現在、中国経済がかかえる最大の課題は、急増したマネーサプライ(通貨供給量)によってもたらされた資産バブルだ。中国では、資産運用手段が非常に少ないため、資産バブルを指す場合は不動産バブルを指す。中国政府は異例の経済会議で、今後も厳しいバブル抑制措置を実施する意向を示した。
6中全会の翌日、異例の経済会議
中国共産党中央政治局は10月28日に経済政策方針を示す経済会議を開催。

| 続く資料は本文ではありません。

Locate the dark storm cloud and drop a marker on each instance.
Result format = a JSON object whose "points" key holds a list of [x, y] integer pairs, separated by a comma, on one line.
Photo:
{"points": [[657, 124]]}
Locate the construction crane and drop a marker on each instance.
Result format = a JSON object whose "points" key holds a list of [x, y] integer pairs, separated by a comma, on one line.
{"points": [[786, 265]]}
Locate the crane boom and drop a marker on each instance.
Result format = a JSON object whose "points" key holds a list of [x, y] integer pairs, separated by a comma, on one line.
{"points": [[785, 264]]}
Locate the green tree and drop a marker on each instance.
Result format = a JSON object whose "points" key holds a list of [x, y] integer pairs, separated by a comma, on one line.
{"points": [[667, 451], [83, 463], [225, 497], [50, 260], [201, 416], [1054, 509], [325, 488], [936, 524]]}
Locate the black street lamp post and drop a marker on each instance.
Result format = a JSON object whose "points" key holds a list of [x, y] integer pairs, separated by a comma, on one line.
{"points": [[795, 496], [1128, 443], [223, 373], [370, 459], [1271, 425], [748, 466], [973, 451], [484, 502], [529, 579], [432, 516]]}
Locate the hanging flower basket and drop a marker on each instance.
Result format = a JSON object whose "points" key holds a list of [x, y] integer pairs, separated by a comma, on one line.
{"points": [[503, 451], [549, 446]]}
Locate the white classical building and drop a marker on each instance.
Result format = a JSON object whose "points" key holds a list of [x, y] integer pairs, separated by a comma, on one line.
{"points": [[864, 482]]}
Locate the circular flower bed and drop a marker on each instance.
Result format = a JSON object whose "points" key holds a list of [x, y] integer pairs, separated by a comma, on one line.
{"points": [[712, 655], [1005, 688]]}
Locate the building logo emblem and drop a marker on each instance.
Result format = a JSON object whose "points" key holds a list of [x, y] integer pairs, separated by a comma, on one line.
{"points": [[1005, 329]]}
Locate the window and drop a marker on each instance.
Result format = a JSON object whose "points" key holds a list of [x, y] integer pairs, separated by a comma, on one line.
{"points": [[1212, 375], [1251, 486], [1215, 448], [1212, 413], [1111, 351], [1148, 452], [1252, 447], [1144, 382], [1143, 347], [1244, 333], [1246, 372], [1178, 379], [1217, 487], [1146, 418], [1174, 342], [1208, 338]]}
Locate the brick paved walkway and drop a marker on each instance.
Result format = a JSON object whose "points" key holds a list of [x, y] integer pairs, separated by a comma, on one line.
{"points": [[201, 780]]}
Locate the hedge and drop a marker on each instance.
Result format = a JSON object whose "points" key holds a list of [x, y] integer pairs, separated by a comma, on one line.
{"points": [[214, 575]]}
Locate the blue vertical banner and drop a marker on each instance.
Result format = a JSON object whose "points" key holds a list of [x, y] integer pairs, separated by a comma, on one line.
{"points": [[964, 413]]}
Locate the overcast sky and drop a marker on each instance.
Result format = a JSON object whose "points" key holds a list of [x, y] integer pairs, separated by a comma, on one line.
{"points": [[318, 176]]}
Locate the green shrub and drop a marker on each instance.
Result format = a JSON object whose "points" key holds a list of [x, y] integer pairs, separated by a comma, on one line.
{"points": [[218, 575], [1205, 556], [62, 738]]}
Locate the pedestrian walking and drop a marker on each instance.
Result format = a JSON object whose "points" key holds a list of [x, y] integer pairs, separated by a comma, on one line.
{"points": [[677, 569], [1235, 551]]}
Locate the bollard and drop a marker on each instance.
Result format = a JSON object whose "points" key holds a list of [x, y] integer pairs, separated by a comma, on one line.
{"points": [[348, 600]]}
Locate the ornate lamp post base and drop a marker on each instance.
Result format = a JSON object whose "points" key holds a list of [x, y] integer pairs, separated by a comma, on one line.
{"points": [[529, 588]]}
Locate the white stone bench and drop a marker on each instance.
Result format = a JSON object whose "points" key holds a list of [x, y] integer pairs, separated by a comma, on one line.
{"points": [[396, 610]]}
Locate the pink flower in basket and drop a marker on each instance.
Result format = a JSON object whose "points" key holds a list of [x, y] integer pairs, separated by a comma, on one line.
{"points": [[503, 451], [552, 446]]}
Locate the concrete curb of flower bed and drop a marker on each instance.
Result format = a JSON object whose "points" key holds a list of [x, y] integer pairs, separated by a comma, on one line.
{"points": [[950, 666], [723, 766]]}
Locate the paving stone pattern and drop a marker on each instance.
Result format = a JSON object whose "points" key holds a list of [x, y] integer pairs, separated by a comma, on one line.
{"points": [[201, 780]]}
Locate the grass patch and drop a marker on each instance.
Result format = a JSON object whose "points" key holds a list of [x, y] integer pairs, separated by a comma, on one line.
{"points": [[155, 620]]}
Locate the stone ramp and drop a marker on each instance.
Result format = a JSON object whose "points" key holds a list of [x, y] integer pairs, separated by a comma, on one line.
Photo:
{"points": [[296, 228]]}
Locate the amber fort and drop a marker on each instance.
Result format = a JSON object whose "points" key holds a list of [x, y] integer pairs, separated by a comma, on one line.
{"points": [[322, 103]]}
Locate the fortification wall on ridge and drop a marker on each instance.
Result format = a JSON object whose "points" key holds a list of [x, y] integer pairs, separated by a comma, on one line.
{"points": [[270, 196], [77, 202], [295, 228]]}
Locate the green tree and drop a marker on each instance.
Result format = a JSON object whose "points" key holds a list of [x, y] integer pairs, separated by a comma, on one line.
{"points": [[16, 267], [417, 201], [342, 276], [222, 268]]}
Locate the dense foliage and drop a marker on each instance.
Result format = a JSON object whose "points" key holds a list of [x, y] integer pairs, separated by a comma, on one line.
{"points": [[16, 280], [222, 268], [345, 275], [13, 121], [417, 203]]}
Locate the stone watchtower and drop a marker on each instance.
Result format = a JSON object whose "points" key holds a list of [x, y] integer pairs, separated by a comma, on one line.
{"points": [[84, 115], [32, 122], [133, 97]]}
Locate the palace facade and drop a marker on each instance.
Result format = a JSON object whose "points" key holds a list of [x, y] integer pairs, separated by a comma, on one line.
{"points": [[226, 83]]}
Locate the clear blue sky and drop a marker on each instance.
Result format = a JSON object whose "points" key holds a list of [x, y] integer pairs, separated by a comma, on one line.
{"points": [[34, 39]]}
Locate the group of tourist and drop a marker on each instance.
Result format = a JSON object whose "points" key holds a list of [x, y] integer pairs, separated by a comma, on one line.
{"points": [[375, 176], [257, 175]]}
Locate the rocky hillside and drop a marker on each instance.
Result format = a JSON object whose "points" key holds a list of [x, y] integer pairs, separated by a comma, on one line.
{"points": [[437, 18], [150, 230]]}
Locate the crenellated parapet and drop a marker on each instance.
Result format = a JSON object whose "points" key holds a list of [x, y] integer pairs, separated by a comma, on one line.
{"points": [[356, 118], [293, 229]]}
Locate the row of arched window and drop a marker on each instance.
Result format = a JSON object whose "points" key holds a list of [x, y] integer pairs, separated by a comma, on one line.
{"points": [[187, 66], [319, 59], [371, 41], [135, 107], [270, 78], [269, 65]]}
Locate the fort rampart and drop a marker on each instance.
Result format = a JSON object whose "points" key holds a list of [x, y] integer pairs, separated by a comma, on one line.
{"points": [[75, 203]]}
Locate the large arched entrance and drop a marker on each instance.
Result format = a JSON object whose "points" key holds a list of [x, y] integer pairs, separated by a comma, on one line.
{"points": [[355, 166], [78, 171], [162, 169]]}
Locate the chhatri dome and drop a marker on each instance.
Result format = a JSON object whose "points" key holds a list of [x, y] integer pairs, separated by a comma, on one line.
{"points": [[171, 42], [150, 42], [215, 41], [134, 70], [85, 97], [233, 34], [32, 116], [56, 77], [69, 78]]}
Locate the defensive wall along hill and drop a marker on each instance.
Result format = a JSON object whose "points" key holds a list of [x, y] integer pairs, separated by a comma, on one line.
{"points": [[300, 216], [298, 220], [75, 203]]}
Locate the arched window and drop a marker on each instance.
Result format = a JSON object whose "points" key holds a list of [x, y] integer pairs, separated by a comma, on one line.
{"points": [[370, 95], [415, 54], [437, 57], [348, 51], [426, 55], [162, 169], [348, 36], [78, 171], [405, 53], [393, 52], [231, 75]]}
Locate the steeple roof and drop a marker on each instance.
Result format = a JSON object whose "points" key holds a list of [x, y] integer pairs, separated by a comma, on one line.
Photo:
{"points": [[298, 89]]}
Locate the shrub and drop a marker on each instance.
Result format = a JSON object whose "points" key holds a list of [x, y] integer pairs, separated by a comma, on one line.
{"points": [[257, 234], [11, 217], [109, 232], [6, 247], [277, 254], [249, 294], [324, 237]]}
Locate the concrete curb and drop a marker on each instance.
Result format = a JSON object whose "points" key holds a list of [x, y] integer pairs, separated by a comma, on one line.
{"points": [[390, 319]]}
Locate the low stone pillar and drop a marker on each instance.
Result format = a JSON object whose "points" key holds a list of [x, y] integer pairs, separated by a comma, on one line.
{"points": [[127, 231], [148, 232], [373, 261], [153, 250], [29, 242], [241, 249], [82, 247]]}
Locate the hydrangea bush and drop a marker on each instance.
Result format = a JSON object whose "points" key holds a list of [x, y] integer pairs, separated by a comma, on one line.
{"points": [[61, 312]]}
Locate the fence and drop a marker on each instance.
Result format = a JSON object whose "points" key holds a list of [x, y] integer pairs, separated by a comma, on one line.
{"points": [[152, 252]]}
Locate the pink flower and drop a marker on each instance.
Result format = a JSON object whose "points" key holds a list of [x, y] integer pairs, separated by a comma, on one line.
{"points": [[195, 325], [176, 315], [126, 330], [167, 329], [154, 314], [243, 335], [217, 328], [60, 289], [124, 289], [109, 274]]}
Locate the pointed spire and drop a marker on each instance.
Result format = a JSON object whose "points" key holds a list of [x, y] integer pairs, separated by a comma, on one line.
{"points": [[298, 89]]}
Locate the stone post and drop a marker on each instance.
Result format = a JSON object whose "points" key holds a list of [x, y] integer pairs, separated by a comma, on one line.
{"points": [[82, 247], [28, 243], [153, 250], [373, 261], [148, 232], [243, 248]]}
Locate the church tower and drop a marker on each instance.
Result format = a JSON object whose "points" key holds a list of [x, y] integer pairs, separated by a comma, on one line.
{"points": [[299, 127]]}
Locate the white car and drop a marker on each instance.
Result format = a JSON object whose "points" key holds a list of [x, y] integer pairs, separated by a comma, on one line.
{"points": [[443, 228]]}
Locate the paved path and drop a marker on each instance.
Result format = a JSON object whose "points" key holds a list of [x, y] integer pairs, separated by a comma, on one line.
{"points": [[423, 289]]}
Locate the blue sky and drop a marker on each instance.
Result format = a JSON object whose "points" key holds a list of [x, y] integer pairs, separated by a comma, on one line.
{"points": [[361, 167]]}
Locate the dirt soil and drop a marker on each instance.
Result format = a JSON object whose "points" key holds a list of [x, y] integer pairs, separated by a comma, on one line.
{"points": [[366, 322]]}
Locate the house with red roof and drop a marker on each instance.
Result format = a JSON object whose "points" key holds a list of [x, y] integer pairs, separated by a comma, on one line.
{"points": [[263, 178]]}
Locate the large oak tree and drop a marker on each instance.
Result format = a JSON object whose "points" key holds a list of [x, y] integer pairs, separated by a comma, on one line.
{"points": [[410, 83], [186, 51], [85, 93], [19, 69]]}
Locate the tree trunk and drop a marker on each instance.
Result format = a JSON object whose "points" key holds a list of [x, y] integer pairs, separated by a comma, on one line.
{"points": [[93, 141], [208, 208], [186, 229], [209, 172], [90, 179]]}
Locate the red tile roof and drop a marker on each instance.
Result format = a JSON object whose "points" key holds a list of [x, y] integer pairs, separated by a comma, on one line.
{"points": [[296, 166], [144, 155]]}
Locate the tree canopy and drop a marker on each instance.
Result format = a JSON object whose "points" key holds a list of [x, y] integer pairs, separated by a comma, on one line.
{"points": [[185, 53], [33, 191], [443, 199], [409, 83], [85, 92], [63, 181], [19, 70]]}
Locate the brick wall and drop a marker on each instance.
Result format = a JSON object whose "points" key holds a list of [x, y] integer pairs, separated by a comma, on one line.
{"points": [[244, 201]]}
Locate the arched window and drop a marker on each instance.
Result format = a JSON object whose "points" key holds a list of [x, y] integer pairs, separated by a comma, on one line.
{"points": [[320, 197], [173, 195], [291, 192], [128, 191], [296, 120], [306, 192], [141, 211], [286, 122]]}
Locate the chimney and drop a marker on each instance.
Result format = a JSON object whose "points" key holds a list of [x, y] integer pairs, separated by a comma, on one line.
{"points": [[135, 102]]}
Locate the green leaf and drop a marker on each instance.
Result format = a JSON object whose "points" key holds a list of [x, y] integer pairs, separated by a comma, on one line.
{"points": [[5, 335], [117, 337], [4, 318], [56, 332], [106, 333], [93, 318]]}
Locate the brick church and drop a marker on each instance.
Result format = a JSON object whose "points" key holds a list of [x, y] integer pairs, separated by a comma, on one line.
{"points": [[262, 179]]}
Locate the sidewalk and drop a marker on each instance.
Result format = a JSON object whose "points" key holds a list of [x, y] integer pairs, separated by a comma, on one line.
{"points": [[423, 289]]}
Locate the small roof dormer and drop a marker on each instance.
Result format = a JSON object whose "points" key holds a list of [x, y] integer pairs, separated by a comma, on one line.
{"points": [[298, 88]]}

習近平政権が第18期中央委員会第6回全体会議(6中全会)が閉幕した27日の翌日に、経済会議を開くのは極めて異例。
同会議では、当局は「穏健な金融政策を堅持」「資産バブルの抑制を重視」「経済・金融リスクを防ぐ」と、各地で再び現れた不動産バブルとその影響による経済への打撃に強い警戒感をあわらし、厳しい抑制措置の実施を示唆している。
穏増長から抑制重視へ転換
同会議は金融政策について、「穏健な金融政策を堅持し、流動性を合理かつ充分に保つと同時に、資産バブルの抑制を重視し、経済・金融リスクを防ぐ」とした。従来の「実体経済の発展を支える」「穏増長(比較的高い安定的な経済成長の維持)」との内容は言及されなかった。
国内メディア「財新網」(31日付)によると、経済学者の鄭海清氏は「中央政治局は初めて、金融政策に「資産バブル抑制」の文脈を取り入れた」「今後、中国当局の金融政策の重点は、「穏増長」から資産バブル抑制に変わるだろう」と分析した。
英紙「フィナンシャルタイムズ」は、中国共産党政権にとって不動産バブルの崩壊は経済危機に陥ることに等しいと評論したことがある。また、政府系シンクタンクの国務院発展研究センターマクロ経済部の魏加寧氏は10月中旬に、不動産バブルが大きくなりすぎているために、いったん価格が急落すれば(国内経済に)深刻な問題をもたらすと警告した。